Author's notes- I haven't updated in a long time- and this is only the most rudimentary form of a second chapter. I know it sounds somewhat Sue-ish, but that's because I can't write beginnings. I've got over a hundred pages of the middle, but I can't really post that yet. Still looking for a beta, so Tolkien fanatics, please reply …

Disclaimer- the world, languages, themes, and history are Tolkien's, but most of the characters are mine.

It was a cold spring day in the town of Bree. Dark grey clouds covered up the weak April sunshine, the rain pounding down like a thousand fists upon the roofs of the town. The region's best inn, the Prancing Pony, was busier than a beehive, full of travellers desperate to get out of the torrential downpour, to get somewhere warm by a fire where they could have a drink or two. The old inn still had the best beer on the entire Bree-hill, though there were many larger inns, some in better repair; without creaky stairs, loose shingles, and many of the other things that characterise a very old building. But no other inn was as good as the Prancing Pony, men agreed.

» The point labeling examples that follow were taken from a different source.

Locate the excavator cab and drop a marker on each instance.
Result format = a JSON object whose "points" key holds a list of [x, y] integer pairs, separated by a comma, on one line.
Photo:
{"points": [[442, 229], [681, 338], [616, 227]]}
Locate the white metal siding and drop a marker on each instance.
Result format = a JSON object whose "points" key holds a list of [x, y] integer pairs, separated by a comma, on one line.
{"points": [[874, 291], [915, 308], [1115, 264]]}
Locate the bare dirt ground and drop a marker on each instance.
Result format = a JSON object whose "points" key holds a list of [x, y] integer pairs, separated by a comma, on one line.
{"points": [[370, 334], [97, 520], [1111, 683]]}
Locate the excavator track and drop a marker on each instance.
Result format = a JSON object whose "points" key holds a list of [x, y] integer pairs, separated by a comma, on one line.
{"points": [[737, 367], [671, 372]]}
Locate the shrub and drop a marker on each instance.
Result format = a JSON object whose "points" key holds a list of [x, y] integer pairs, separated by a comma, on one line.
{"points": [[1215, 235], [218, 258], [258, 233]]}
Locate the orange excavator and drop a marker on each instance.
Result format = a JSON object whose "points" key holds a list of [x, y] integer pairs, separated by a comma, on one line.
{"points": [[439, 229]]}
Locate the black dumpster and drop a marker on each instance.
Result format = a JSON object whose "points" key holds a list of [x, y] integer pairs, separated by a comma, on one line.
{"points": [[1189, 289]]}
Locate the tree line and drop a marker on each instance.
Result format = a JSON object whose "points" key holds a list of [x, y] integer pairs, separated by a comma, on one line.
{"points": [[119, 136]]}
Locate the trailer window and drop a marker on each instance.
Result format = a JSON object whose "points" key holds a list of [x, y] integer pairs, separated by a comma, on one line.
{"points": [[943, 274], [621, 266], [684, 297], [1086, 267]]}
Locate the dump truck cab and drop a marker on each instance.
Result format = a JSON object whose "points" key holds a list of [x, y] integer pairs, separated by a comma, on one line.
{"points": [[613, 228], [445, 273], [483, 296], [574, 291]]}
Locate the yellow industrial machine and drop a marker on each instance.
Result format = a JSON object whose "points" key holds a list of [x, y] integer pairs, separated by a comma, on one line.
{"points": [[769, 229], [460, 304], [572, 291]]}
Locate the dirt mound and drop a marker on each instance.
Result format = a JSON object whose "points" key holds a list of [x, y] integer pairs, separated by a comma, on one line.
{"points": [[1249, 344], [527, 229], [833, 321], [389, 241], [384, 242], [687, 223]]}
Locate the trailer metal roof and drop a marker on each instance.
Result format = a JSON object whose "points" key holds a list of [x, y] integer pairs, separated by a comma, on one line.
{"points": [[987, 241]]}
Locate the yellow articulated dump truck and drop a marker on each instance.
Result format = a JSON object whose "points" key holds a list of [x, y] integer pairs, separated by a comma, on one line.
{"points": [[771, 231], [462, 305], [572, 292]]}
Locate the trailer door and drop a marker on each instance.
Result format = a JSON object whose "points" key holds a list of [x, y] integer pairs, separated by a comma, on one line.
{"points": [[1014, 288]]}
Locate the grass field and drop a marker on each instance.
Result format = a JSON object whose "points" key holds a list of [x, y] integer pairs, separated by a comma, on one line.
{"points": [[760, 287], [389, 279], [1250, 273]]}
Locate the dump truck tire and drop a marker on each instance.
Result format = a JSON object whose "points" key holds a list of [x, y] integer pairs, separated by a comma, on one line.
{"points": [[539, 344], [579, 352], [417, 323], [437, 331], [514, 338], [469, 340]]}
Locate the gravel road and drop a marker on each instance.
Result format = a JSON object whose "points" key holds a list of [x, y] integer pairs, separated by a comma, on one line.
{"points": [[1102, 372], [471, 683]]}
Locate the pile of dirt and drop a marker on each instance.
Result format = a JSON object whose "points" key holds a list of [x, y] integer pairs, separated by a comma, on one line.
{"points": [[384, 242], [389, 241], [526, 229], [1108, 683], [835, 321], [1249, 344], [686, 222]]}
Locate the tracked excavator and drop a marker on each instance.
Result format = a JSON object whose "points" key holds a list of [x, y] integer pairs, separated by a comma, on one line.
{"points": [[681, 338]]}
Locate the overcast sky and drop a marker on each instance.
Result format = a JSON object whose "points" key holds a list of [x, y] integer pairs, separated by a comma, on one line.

That soggy April day, the inn was full of all sorts of folk: there were a few Dwarves moving from their mines in the East to their western settlements, a merchant caravan from down south making its way through the Northlands, and many other travellers and folk of Bree, there for the news, or for the beer. The proprietors of the inn, the Butterburs, were hurrying this way and that, scurrying to and fro, trying to help ten people at a time. The timbers of the old inn groaned as the rain beat down ever harder. By the time people had stopped arriving, and were all settled in, it was evening. Many of the guests were in the common room, in addition to the landlord's daughter, Estelle. She sat down on a bench near the wall, exhausted from all the scurrying around she had done while helping her parents, when a noise at the door got her off her feet. She edged past dripping patrons till she opened the door and looked out into the wet night, not seeing what could have made the noise. When she shut the thick wooden door and turned around, there was a dark hooded figure behind her, tall and menacing.

"Aaah!" she shrieked.

The stranger's hood was removed, and Estelle calmed down.

"Oh! You again! You do seem to pop up like that! Whyever do you do that for?"

"Do what?" said Peregrine, the tall woman, shaking her head like a dog; droplets of rain flying off her dark hair.

Peregrine was one of the people that the Bree-landers called rangers- the wanderers who seldom showed themselves in civilised places, often about on mysterious business, a close people, untrusting and wary. Of all the rangers that passed through, this one was The Ranger, because she was the one who came by most often, and seemed to hold the greatest secrets and knowledge. But the only one whom she seemed to want to divulge any of those mysteries to was the innkeeper's young daughter.

"Will you be wanting a room, or just the fireside tonight?"

Peregrine smiled and took the girl's hand.